Wednesday, October 3, 2012

Reading List for Oct-12

As I try to resurrect my running that has stopped for a while, this month's focus is on some books related to running. Plenty of inspirational books lined up.

Run Less Run Faster: Become a Faster and Stronger Runner with the Revolutionary 4-Run-a-Week Training Program

The Furman Institute of Running and Scientific Training (known as FIRST) is dedicated to make running more accessible and limit overtraining and burnout while producing faster race times. FIRST is one of the foremost experts in the world on the science of running. The book can be divided into 3 parts as follows:
Part 1: Foundation of the "3 plus 2" format. This means you have 3 quality runs each week and 2 cross training workouts.
Part 2: The "how to" of the above. First key run is the "track repeats", next one is the "tempo runs" and the 3rd is the "long run", all these interspersed with rest and two days of cross training which could be one among cycling, swimming and rowing.
Part 3:Many chapters on nutrition, strengthening, injury prevention, stretching etc.,
It has invaluable tables for popular race categories starting from 5K to full marathon. Its an easy guide who is on a DIY regime of training for marathons.

Eat and Run: My Unlikely Journey to Ultra Marathon Greatness
For nearly two decades, Scott Jurek has been a dominant force—and darling—in the grueling and growing sport of ultrarunning. In 1999, as a complete unknown, he took the lead of the Western States Endurance Run, a 100-mile traverse over the old Gold Rush trails of the California Sierra Nevada. He won that race seven years in a row, setting a course record along the way. Twice he won the Badwater Ultramarathon, a 135-mile “jaunt” through Death Valley. Recently he set an American record of 165.7 miles in 24 hours—6 1/2 marathons in one day. And he was one of the elite runners who traveled to Mexico to run with the Tarahumara Indians, as profiled in the bestseller Born to Run. His accomplishments are nothing short of extraordinary, but that he has achieved all of this on a plant-based diet makes his story all the more so.

In Eat and Run, Scott Jurek opens up about his life and career—as an elite athlete and a vegan—and inspires runners at every level. From his Midwestern childhood hunting, fishing, and cooking for his meat-and-potatoes family, to his early beginnings in running (he hated it), to his slow transition to ultrarunning and veganism, to his world-spanning, record-breaking races, Scott’s story shows the power of an iron will and blows apart all the stereotypes of what athletes should eat to fuel optimal performance. Chock-full of incredible, on-the-brink stories of endurance and competition, fascinating science, and accessible practical advice—including his own favorite plant-based recipes—Eat and Run will motivate everyone to “go the distance,” whether that means getting out for that first run, expanding your food horizons, or simply exploring the limits of your own potential.

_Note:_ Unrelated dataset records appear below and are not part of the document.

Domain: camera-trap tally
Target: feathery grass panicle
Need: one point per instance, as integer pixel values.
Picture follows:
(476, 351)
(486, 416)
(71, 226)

Born to Run: A Hidden Tribe, Superathletes and the Greatest Race the World has Never Seen

Full of incredible characters, amazing athletic achievements, cutting-edge science, and, most of all, pure inspiration, Born to Run is an epic adventure that began with one simple question: Why does my foot hurt? In search of an answer, Christopher McDougall sets off to find a tribe of the world’s greatest distance runners and learn their secrets, and in the process shows us that everything we thought we knew about running is wrong.


Isolated by the most savage terrain in North America, the reclusive Tarahumara Indians of Mexico’s deadly Copper Canyons are custodians of a lost art. For centuries they have practiced techniques that allow them to run hundreds of miles without rest and chase down anything from a deer to an Olympic marathoner while enjoying every mile of it. Their superhuman talent is matched by uncanny health and serenity, leaving the Tarahumara immune to the diseases and strife that plague modern existence. With the help of Caballo Blanco, a mysterious loner who lives among the tribe, the author was able not only to uncover the secrets of the Tarahumara but also to find his own inner ultra-athlete, as he trained for the challenge of a lifetime: a fifty-mile race through the heart of Tarahumara country pitting the tribe against an odd band of Americans, including a star ultramarathoner, a beautiful young surfer, and a barefoot wonder.

With a sharp wit and wild exuberance, McDougall takes us from the high-tech science labs at Harvard to the sun-baked valleys and freezing peaks across North America, where ever-growing numbers of ultrarunners are pushing their bodies to the limit, and, finally, to the climactic race in the Copper Canyons. Born to Run is that rare book that will not only engage your mind but inspire your body when you realize that the secret to happiness is right at your feet, and that you, indeed all of us, were born to run.